Smart Cane With Bluetooth Communication Helps Blind Users Recognize Family And Friends
The addition of facial recognition, GPS, and Bluetooth® Smart technologies to the traditional white cane may make a big difference in the lives of the seeing-impaired. Students at Birmingham City University have developed the XploR model of smart mobility cane that aids navigation using GPS and can recognize familiar faces from up to 10 meters away using smartphone technology for facial recognition. The cane vibrates when it detects a recognizable image from those stored on an internal SD memory card, and then guides the cane’s user to the friend or family member. Bluetooth is the enabling technology that communicates information from the cane to an ear piece providing audio guidance. Today’s small, low-power, and intuitive Bluetooth chip helps keep the cane lightweight and easy to use.

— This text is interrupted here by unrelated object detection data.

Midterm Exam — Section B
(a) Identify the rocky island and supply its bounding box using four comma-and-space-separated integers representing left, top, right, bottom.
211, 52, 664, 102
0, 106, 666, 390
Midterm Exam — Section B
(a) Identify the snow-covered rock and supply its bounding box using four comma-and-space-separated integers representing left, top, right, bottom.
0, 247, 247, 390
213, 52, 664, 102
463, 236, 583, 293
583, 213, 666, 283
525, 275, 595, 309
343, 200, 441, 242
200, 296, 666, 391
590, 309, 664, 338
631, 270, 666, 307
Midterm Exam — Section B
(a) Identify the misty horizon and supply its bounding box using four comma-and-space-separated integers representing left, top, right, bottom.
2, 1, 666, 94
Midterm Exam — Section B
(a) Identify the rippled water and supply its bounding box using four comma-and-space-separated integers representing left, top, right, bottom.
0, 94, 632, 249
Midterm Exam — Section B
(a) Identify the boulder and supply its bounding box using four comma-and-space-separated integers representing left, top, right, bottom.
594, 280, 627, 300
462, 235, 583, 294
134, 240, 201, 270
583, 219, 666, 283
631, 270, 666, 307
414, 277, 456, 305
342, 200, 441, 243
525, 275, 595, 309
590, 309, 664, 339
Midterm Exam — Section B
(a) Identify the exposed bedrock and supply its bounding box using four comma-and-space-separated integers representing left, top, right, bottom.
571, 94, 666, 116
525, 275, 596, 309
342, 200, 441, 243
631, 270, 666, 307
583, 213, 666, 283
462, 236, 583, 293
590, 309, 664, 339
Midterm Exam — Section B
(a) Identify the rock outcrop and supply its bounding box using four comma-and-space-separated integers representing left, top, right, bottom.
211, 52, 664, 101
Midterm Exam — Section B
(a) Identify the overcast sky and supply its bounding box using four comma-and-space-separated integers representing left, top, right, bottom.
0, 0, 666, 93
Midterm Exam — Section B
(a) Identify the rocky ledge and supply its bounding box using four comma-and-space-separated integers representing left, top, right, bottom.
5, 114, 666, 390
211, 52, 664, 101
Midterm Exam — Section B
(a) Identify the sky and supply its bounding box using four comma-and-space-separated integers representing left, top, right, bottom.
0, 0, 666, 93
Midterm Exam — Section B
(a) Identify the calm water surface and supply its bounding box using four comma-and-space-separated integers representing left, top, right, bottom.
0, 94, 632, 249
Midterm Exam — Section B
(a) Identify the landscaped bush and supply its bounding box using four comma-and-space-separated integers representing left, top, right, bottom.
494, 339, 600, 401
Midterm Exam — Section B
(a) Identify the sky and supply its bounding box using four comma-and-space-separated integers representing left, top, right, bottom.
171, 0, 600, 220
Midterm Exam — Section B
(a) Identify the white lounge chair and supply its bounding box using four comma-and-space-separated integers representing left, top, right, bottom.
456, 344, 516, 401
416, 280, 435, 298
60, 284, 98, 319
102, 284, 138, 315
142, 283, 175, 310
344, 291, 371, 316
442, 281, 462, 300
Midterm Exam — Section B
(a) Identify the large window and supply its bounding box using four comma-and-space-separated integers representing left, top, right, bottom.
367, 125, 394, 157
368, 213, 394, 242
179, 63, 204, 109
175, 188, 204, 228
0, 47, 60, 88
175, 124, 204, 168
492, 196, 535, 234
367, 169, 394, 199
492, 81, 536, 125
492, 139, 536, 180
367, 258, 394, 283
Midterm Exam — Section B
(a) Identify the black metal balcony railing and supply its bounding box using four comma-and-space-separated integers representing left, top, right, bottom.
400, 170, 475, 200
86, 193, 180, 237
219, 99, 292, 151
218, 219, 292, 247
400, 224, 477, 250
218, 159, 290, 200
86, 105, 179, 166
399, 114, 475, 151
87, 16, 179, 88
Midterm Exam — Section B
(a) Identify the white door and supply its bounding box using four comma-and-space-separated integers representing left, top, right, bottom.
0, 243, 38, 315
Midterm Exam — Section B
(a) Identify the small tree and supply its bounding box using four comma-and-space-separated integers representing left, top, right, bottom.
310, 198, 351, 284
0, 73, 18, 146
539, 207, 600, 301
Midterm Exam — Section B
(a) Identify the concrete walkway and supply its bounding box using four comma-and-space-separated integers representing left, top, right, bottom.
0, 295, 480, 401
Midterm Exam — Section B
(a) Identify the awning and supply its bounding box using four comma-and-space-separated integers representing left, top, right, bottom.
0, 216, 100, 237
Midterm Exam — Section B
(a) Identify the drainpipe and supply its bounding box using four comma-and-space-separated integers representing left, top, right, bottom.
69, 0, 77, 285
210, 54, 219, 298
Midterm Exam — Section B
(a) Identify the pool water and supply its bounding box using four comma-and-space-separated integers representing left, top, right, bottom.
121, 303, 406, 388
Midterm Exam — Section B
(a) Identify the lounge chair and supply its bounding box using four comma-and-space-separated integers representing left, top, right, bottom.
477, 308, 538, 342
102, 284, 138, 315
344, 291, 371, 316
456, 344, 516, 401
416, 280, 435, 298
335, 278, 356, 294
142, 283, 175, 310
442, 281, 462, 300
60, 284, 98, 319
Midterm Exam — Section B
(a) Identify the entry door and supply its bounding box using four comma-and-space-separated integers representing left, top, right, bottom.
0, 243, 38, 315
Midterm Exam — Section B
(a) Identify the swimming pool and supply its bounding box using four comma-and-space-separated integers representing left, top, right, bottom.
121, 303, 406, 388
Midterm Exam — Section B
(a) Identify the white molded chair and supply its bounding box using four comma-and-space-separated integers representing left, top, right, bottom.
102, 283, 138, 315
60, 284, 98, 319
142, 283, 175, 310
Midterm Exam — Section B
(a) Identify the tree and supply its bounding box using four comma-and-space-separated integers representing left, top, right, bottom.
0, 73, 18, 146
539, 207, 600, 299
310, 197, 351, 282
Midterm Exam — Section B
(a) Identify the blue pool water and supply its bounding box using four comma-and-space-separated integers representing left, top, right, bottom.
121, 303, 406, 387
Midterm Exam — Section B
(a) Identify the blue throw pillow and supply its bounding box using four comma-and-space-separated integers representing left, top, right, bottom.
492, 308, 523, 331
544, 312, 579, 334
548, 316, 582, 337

The student project is part of LILA, a European initiative that encourages entrepreneurship and fosters internationalization. The three students responsible for the XploR—Steve Adigbo, Waheed Rafiq, and Richard Howlett—conducted market research at the Beacon Centre for the Blind in Wolverhampton, West Midlands, to determine key features that the visually impaired would find useful in a mobility cane. The team also had some personal motivation: Steve Adigbo recognized how useful this device could be for his grandfather who is blind.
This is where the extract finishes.